Name: Project 10 - String deobfuscator for Android
Mentor: TBC (TBC)
Backup mentor: TBC (TBC)
Skills required: Android RE, python, java
Project type: Improve existing tool | New tool
Project goal: Extract the strings that are obfuscated or encrypted from APKs
Description: This could be and extension for Androguard, or a new tool. There are some cases where you would easily extract the obfuscate strings inside the dex code on the APK, because they are pointing to dynamic code, creating urls on the fly or creating other instructions.
The approach could be dynamic tainting analysis, or source code analysis. For the second one, it could be less expensive.
Extracting this strings will help to improve the analysis of the android malware.

Name: Project 11 - Cuckoo Sandbox
Mentors: Mark Schloesser, Jurriaan Bremer, Claudio Guarnieri
Skills required: Python, C, OS X/Linux internals
Project type: Improve existing tool
Project goal: Extend Cuckoo sandbox to support Mac OSX and/or Linux
Description:
Since the beginning, we designed Cuckoo Sandbox with the intent at some point to be able to support multiple platforms.
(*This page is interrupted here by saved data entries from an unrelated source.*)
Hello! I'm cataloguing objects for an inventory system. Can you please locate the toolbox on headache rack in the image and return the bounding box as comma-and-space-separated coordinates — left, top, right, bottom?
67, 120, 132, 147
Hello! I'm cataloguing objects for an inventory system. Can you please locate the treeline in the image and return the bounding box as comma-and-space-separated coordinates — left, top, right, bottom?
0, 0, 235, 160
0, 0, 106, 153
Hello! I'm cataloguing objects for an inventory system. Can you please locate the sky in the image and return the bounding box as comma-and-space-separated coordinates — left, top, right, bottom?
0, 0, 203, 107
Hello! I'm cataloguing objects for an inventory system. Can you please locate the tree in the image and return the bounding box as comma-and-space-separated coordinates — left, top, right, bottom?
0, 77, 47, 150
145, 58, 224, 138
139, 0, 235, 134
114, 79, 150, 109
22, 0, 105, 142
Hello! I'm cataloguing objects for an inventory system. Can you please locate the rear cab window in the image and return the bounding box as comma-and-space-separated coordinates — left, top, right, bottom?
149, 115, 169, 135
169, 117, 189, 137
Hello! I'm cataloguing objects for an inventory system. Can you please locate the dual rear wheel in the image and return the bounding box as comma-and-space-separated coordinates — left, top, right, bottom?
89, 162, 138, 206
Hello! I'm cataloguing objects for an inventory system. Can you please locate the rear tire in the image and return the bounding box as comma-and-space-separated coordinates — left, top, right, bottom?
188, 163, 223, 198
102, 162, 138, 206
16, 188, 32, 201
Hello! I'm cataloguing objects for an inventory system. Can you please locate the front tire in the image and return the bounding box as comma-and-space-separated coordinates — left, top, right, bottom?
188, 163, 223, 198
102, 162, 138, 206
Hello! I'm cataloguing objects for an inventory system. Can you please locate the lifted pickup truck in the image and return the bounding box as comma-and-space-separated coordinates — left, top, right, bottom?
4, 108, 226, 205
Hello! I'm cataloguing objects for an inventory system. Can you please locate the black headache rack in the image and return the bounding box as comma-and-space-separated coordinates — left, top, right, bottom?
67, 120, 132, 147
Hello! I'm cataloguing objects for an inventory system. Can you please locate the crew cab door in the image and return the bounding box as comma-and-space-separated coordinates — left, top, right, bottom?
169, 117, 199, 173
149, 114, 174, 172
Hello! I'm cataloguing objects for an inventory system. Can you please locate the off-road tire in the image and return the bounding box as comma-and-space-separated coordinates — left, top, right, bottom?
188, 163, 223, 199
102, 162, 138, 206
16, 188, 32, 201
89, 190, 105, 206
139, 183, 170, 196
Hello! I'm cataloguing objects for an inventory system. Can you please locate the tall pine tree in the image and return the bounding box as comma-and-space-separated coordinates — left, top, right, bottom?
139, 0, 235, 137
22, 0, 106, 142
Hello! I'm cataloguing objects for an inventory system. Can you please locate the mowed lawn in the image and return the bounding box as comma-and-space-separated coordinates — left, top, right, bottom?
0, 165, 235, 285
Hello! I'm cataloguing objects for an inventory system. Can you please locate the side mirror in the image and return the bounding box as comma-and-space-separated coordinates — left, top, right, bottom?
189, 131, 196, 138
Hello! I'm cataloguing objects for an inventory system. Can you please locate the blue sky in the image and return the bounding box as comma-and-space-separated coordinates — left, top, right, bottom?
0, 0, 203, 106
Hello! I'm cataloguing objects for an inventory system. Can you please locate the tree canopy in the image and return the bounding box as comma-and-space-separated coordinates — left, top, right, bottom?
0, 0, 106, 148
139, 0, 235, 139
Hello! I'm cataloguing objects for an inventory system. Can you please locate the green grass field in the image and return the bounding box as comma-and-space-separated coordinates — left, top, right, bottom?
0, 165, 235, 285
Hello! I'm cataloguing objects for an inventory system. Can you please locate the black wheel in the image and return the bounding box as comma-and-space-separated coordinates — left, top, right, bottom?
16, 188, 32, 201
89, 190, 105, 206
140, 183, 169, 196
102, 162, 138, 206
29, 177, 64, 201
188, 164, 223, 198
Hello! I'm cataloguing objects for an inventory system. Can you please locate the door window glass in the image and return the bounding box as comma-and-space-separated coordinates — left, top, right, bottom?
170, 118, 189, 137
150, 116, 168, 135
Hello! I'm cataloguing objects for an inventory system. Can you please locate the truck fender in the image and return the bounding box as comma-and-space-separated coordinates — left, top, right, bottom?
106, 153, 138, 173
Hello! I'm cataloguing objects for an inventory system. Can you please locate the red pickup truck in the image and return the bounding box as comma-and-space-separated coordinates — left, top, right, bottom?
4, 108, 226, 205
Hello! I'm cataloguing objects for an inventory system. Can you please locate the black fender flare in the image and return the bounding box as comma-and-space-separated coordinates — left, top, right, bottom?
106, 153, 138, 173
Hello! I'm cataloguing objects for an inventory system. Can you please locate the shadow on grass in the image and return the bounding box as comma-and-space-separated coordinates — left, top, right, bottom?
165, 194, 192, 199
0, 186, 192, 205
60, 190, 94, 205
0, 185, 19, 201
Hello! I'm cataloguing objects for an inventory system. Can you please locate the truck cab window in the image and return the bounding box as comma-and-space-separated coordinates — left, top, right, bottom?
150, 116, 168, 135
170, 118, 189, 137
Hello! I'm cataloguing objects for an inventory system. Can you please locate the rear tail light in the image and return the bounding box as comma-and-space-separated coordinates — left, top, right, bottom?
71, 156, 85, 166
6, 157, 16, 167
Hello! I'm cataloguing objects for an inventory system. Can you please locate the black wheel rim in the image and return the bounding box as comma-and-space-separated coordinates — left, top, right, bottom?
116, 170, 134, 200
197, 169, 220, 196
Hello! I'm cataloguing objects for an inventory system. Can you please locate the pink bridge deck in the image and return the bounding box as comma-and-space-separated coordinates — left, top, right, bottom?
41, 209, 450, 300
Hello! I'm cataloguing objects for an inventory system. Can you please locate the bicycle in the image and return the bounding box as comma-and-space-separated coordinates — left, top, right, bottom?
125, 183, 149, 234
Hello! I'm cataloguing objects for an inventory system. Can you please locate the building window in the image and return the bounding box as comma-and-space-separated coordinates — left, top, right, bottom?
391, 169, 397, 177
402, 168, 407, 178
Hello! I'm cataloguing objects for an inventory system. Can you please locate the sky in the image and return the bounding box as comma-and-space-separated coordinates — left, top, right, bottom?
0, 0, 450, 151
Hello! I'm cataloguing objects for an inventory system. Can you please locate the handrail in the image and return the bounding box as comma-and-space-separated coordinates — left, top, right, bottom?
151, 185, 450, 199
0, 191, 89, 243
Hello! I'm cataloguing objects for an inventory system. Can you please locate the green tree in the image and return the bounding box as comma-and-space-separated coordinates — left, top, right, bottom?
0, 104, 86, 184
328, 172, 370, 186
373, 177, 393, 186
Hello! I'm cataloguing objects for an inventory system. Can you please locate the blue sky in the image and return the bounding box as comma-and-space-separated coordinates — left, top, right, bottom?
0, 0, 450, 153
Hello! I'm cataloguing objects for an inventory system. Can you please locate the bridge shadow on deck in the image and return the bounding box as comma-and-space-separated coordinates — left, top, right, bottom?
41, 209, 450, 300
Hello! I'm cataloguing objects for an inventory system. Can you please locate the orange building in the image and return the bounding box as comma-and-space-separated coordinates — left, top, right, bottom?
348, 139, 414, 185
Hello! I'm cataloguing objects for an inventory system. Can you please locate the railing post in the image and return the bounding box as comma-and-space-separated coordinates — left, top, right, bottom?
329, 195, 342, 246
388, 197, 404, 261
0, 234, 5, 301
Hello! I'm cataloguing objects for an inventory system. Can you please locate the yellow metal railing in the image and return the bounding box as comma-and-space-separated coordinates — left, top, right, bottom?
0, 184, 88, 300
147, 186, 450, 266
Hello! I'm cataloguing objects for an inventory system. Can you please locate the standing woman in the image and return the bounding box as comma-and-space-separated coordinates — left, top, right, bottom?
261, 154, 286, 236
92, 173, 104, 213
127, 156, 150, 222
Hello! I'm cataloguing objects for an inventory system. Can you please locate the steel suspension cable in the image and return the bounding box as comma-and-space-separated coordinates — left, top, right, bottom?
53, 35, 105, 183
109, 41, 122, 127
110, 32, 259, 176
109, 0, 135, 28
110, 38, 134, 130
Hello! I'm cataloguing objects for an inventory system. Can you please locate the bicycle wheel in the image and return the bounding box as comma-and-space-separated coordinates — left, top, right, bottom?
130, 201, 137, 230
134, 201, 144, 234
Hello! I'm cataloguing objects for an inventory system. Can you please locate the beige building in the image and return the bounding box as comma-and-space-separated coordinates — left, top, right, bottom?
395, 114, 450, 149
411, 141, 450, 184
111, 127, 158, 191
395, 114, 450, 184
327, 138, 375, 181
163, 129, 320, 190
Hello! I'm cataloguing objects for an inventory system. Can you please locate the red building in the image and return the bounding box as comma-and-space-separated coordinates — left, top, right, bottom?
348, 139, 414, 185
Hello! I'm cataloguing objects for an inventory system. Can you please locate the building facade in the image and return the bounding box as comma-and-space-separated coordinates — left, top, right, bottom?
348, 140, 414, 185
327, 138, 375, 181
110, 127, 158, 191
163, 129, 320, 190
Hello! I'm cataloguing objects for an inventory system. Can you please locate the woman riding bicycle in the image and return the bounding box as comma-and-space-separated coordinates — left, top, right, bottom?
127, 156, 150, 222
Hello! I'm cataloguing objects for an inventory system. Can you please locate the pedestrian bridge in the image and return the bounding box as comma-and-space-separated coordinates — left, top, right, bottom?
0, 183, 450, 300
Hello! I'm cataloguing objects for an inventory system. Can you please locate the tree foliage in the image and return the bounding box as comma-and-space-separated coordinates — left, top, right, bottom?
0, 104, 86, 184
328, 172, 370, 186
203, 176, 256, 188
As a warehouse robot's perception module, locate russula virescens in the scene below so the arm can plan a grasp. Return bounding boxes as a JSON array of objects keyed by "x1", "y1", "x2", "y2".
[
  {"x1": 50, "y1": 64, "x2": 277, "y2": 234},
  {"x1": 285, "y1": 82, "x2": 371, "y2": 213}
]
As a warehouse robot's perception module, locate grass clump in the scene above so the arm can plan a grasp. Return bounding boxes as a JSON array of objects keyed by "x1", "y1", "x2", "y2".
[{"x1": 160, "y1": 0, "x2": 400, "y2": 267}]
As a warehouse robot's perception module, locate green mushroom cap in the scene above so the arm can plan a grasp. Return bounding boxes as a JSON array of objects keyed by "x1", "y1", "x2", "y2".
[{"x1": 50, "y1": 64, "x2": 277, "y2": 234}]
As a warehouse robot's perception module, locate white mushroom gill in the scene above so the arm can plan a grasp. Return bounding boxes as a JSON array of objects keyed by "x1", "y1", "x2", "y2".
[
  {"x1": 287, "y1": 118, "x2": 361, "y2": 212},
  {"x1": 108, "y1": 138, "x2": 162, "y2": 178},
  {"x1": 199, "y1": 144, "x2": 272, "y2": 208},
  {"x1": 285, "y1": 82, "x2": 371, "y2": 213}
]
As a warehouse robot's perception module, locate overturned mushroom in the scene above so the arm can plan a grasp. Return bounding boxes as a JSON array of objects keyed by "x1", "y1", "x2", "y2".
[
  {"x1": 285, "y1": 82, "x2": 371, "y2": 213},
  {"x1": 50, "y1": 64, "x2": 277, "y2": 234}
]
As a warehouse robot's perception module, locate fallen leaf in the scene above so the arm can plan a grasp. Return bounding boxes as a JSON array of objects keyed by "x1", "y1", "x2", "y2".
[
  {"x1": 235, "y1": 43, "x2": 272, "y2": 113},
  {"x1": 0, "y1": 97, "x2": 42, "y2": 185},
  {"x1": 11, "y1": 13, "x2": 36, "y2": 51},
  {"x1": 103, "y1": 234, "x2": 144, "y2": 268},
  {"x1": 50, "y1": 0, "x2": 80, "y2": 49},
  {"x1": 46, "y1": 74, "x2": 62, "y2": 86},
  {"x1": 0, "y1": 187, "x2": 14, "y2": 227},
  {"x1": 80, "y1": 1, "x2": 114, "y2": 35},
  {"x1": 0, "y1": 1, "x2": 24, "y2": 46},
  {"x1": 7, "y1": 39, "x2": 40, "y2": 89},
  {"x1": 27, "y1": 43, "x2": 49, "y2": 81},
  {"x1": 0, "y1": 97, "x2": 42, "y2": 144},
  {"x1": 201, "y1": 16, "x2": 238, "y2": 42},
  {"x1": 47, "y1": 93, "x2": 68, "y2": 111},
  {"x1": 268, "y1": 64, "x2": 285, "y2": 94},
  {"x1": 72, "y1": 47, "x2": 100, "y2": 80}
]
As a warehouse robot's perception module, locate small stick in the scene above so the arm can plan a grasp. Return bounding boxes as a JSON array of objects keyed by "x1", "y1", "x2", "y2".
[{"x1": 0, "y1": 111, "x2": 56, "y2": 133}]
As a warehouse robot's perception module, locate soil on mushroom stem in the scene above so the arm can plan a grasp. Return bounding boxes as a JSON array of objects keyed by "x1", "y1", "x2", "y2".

Since it started in GSoC 2010, Cuckoo has now grown to be a mature project with thousands of users and an active development community which is bringing remarkable improvements to the sandbox. Our Windows analyzer is improving fast and it will even more in the upcoming months.

The goal of this project is start experimenting with preferably Mac OS X or alternatively Linux, as threats for such platforms are on the rise. The student will have to research into the most suitable process tracking techniques for the chosen operating system, implement a functional analyzer and integrate it in the overall execution flow of Cuckoo Sandbox. We explored this idea last year but unfortunately did not find a student able to take on the challenge. Hopefully this year we will.

Name: Project 12 - Thug: Phishing sites identification
Mentor: Angelo Dell'Aera (IT)
Backup mentor: Andrea De Pasquale (IT)
Skills required: Python, HTML/JavaScript
Project type: Improve existing tool
Project goal: Build a new feature in Thug in order to allow phishing sites identification.
Description: The project aim is to extend Thug in order to fingerprint phishing pages. A lot of times URLs fed into Thug lead to phishing sites and not to drive-by download exploit pages.
The idea beyond this project is building some heuristics (which could include looking for form submissions, how many domains are used, misspelled words as well as URL blacklist checks like PhishTank or others) and integrating them into Thug.